NBSP supposed to stretch, right?

Shriramana Sharma via Unicode unicode at unicode.org
Mon Dec 16 18:50:39 CST 2019


Hello. I've just tested LibreOffice, Google Docs and MS Office on
Linux, Android and Windows, and it seems that NBSP doesn't get
stretched like the normal space character when justified alignment
requires it.

Let me explain. I'm creating a document with the following text
typeset in 12 pt Lohit Tamil with justified alignment on an A5 page
with 0.5" margin all around:

ஶ்ரீமத் மஹாபாரதம் என்பது நமது தேசத்தின் பெரும் இதிஹாஸமாகும். இதனை
இயற்றியவர் ஶ்ரீ வேத வ்யாஸர். அவரால் அனுக்ரஹிக்கப்பட்டவையான நூல்கள் பல.

The screenshot https://sites.google.com/site/jamadagni/files/temp/nbsp-not-expanding.png
may be useful to illustrate the situation. Readers may try such
similar sentences in any software/platform of their choice and report
as to what happens.

Here the problem arises with the phrase ஶ்ரீ வேத வ்யாஸர். The word
ஶ்ரீ is a honorific applying to the following name of the sage வேத
வ்யாஸர், so it would seem unsightly to the reader if it goes to the
previous line, so I insert an NBSP between it and the name. (Isn't
there such a stylistic convention in English where Mr doesn't stand at
the end of a line?

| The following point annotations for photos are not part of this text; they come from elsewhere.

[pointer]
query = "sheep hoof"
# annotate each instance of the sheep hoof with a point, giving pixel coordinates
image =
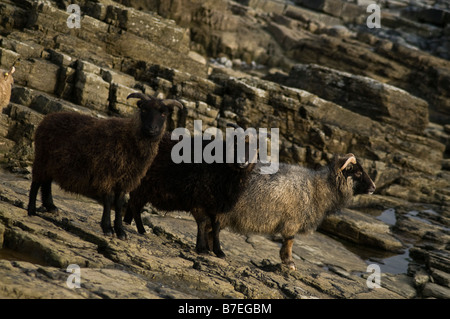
(121, 235)
(202, 251)
(220, 254)
(108, 232)
(291, 266)
(52, 209)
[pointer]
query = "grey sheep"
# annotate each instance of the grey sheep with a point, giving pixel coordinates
(99, 158)
(296, 200)
(6, 81)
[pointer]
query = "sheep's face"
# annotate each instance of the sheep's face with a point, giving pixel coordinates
(153, 114)
(355, 174)
(250, 155)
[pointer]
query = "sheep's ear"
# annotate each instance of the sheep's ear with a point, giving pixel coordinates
(344, 162)
(172, 103)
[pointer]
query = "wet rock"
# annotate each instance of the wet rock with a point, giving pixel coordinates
(436, 291)
(362, 95)
(361, 229)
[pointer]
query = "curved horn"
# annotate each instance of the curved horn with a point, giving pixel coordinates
(139, 95)
(173, 103)
(351, 159)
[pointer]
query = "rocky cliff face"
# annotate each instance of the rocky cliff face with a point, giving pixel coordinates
(312, 69)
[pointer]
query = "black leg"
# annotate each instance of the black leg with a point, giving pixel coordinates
(286, 252)
(32, 198)
(47, 199)
(106, 217)
(119, 199)
(202, 244)
(215, 223)
(134, 210)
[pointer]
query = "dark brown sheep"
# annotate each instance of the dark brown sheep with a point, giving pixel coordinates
(200, 188)
(99, 158)
(6, 81)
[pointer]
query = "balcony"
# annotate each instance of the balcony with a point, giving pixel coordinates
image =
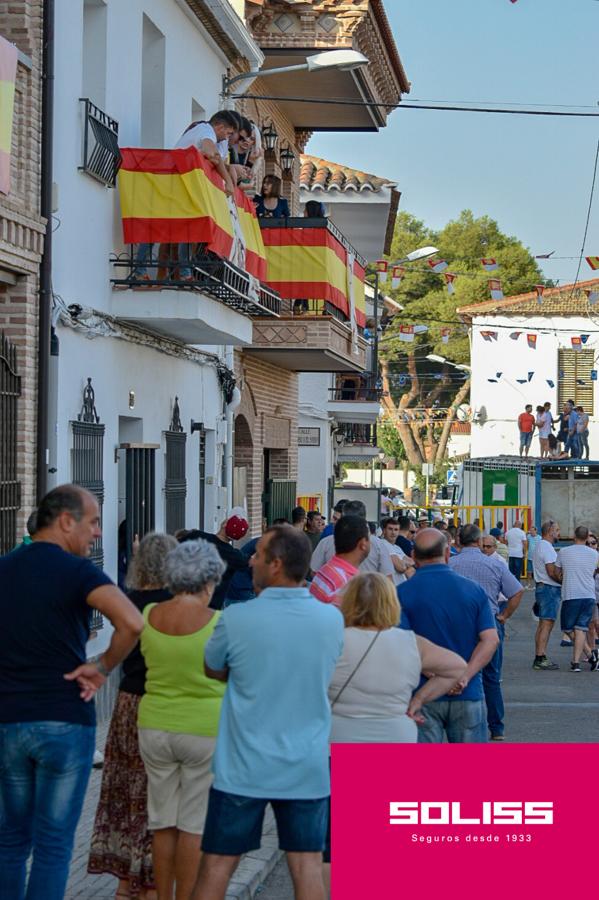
(356, 441)
(355, 399)
(193, 268)
(310, 258)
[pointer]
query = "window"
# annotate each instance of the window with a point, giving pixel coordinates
(575, 378)
(152, 86)
(93, 82)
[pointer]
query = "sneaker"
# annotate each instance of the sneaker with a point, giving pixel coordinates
(544, 664)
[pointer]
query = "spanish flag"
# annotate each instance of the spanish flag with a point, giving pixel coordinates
(8, 74)
(177, 196)
(311, 264)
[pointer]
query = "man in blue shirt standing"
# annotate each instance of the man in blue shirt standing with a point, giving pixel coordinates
(455, 613)
(278, 654)
(504, 591)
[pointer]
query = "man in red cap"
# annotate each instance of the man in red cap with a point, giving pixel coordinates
(233, 528)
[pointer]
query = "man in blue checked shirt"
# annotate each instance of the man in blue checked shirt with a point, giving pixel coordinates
(498, 583)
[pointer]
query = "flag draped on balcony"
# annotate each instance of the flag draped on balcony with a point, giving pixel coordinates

I don't know.)

However, the phrase is shortly followed by a long word
அனுக்ரஹிக்கப்பட்டவையான, which is too long to fit on the same line and
hence goes to the next line, thereby increasing the inter-word spacing
on its previous line significantly. But the NBSP after the honorific
doesn't stretch, making the word layout unsightly.

IIUC, no-break space is just that: a space that doesn't permit a line
break. This says nothing about it being fixed width.

Unicode 12.0 §2.3 on p 27 (55 of PDF) says:

“Other compatibility decomposable characters are widely used
characters serving essential functions. U+00A0 no-break space is one
example. In these and similar cases, such as fixed-width space
characters,….”

To my understanding this itself says that NBSP isn't fixed-width.

ibid §6.2 on p 265 (293 of PDF) specifically talking about spacing
characters says:

“No-Break Space. U+00A0 no-break space (NBSP) is the nonbreaking counterpart of
U+0020 space. It has the same width, but behaves differently for line
breaking. For more information, see Unicode Standard Annex #14,
“Unicode Line Breaking Algorithm.”

The wording “but behaves differently for line breaking” seems to
vindicate what I understood that the only difference is in line
breaking behaviour but the wording “has the same width” doesn't
clearly say anything about the stretching behaviour, only about the
nominal advance width given as part of font data.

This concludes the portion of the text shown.